Card games e.g. Poker isn't a perfect information game, so history does matter, ...

chris_st · on May 20, 2018

Sorry, should have given a more concrete example, more what I'm interested in.

I was thinking Hearts or Spades, which aren't perfect information, but since the whole deck is dealt out, you can (with a lot of memory :-) know what cards are left.

clickok · on May 20, 2018

Yeah, so here we can "solve" the problem without using a POMDP by really expanding what constitutes the state space.

Initially, your state is your hand plus the initial rules (who goes first, which suit is trump, etc depending on what kind of game you're playing). After each player's turn you transition into a new state, which is <<starting hand>> + <<history of cards played>>, so at each point in time the state has all the available information. Obviously this leads to a combinatorially huge state space, because there's O(52!) different possible sequences for a standard deck of cards.

Typically you have to use some sort of approximation architecture because evaluating all different possible responses to a given sequence of cards would both take too long and even if you could do it, the memory requirements would be enormous. See for example DeepStack[0], which uses a neural net to approximate the quality of positions + possible responses (along with other techniques), rather than having a lookup table for what to do in each possible game state.

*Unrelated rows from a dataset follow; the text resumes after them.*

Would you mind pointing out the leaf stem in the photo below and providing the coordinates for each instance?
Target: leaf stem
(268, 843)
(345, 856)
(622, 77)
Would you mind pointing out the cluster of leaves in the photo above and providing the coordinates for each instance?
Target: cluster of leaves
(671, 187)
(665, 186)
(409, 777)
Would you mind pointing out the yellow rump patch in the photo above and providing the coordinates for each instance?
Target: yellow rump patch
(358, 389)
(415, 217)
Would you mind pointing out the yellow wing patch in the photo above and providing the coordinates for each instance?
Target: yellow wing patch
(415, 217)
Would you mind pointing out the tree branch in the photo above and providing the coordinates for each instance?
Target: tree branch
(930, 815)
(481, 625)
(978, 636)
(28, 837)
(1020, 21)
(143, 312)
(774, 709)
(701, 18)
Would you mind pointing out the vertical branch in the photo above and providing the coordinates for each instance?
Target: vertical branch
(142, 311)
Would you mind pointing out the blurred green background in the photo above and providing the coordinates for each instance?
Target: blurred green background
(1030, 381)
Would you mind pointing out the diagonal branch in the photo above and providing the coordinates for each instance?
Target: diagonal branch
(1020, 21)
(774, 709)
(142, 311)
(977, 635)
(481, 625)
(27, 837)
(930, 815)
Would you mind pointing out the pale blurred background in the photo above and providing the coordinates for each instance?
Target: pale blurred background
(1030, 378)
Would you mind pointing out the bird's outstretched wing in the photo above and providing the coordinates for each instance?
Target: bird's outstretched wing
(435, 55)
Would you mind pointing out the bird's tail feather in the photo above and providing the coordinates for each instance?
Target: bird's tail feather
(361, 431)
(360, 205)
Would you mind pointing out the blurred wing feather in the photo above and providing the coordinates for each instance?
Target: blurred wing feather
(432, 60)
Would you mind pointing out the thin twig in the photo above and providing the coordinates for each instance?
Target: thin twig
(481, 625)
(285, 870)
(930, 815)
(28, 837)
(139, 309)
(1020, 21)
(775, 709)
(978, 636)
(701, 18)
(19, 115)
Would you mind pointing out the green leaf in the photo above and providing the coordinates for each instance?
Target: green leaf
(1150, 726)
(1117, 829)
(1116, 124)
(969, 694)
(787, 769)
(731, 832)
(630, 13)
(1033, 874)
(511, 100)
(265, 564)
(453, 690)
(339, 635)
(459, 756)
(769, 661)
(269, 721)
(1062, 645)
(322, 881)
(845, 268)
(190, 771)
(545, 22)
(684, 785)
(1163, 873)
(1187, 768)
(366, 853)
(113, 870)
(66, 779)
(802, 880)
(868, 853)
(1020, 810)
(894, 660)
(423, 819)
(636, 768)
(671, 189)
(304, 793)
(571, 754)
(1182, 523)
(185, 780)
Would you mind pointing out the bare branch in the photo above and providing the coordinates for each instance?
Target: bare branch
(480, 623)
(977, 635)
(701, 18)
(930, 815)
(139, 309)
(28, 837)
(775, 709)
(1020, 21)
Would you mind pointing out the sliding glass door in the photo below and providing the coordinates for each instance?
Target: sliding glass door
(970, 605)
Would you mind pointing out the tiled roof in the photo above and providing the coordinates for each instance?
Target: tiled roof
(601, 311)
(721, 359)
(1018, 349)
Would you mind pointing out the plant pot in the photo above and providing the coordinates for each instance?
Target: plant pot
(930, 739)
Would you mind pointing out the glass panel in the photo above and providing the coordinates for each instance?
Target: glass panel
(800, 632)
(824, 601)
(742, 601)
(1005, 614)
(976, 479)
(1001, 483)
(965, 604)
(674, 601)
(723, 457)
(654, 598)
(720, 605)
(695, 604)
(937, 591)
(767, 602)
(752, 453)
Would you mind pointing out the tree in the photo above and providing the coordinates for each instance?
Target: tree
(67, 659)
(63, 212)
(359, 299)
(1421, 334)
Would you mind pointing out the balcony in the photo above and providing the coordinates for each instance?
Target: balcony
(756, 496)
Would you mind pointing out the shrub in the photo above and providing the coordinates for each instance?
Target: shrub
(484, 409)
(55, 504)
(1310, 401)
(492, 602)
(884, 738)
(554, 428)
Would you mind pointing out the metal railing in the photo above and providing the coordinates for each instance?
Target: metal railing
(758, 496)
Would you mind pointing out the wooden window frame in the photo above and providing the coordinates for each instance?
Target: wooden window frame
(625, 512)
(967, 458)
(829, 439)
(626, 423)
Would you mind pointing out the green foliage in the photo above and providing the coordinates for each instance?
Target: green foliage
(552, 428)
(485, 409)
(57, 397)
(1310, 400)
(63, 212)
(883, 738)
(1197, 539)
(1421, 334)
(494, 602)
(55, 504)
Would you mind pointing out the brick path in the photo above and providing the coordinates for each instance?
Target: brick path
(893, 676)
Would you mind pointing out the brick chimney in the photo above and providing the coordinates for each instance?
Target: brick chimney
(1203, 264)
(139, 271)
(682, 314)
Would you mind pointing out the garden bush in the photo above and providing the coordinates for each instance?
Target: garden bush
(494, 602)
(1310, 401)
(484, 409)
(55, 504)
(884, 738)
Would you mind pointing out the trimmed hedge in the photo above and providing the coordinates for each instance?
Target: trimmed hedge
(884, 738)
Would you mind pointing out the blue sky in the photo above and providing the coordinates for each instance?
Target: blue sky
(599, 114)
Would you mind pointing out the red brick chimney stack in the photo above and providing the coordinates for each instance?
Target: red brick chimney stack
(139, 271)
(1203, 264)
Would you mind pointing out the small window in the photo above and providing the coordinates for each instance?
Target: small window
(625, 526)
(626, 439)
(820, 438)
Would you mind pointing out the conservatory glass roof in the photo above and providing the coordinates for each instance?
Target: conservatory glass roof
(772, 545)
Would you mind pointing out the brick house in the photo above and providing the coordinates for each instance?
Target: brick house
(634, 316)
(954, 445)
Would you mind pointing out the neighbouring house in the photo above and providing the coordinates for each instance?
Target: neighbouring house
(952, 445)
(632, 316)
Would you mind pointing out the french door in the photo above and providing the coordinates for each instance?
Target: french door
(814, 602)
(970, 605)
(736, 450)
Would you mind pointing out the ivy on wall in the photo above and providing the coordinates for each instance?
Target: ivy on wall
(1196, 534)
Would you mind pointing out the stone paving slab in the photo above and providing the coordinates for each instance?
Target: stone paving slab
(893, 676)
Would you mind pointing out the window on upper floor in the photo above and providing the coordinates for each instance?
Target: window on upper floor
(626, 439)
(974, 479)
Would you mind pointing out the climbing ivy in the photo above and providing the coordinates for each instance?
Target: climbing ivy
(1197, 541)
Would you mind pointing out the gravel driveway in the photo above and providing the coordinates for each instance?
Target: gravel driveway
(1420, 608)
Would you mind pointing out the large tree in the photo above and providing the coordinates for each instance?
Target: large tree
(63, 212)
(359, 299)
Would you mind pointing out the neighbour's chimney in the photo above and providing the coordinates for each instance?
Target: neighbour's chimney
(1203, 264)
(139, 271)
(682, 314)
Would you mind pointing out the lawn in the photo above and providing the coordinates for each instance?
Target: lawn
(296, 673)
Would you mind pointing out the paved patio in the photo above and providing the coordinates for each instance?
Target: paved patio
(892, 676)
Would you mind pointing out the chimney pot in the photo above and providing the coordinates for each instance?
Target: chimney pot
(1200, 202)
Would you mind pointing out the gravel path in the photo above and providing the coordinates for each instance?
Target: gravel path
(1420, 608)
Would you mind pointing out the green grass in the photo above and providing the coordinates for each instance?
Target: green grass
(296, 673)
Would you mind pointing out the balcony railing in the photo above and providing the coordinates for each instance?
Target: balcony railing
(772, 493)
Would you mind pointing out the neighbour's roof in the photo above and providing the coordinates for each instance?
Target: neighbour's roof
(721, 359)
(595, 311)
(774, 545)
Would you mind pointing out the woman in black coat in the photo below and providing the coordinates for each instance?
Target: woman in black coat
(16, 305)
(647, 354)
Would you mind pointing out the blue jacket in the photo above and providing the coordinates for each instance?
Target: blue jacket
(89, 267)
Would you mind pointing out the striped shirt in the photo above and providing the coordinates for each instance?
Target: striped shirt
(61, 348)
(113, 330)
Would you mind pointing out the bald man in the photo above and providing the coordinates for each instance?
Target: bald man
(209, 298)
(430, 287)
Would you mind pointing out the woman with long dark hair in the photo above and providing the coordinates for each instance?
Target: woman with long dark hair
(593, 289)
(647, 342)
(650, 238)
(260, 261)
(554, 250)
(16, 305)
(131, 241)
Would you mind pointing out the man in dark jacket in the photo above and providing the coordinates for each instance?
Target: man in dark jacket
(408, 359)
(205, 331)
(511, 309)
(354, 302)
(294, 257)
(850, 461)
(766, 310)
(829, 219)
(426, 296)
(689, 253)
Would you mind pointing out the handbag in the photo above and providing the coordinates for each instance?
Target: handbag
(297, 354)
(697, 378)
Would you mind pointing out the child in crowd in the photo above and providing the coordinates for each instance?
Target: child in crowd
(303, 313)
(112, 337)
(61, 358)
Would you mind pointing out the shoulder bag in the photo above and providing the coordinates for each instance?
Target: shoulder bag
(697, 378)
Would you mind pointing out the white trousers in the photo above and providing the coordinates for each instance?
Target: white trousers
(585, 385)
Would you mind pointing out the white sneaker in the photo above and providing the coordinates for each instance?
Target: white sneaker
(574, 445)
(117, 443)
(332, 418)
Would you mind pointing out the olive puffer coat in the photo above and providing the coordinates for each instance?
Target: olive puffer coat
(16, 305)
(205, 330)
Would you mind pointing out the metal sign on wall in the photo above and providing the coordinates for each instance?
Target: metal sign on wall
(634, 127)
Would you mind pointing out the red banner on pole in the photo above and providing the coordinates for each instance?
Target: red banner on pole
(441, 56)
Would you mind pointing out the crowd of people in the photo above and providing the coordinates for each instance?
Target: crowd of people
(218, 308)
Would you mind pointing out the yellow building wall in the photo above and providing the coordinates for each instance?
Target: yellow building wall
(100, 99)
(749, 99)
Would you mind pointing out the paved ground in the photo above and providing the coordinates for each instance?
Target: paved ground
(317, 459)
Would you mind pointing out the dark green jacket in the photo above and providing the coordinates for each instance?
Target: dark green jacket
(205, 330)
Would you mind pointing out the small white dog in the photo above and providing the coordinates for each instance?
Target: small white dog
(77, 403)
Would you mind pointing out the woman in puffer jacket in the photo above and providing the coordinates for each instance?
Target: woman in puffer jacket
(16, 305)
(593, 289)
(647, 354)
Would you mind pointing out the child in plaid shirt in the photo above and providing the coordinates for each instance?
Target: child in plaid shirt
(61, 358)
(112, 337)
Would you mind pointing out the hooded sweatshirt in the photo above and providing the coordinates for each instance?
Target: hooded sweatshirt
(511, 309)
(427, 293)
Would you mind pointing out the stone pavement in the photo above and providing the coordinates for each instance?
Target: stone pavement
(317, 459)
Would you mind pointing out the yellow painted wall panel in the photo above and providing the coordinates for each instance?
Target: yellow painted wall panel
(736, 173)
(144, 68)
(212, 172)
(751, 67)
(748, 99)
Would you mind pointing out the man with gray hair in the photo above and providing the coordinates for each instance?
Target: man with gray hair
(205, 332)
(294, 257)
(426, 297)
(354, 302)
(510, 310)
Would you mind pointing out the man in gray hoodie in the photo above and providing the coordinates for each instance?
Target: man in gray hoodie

So you can formulate such games as MDPs, but the question then becomes: is this a useful way to think about it? Sometimes it is, because your approach to the problem scales and so you can throw enough resources (training data, compute power) at it to learn a useful strategy; other times there is a better way of formulating the problem[1].

I have some implementations of reinforcement learning algorithms and code for working with MDPs if you're interested in that sort of thing[2], and of course I highly recommend Rich's book.

---

0. https://www.deepstack.ai/ -- note that it's not really an RL system, but it does illustrate using neural nets to learn complicated functions in a large state space.

1. For example, I am not sure that such an MDP for hearts is well-posed: the convergence results that I'm familiar with rely on the MDP being ergodic and aperiodic, but the suggested construction is obviously periodic.

2. The algorithms: https://github.com/rldotai/rl-algorithms An MDP library: https://github.com/rldotai/mdpy (check out notebooks/example_notebook.ipynb for a basic demo).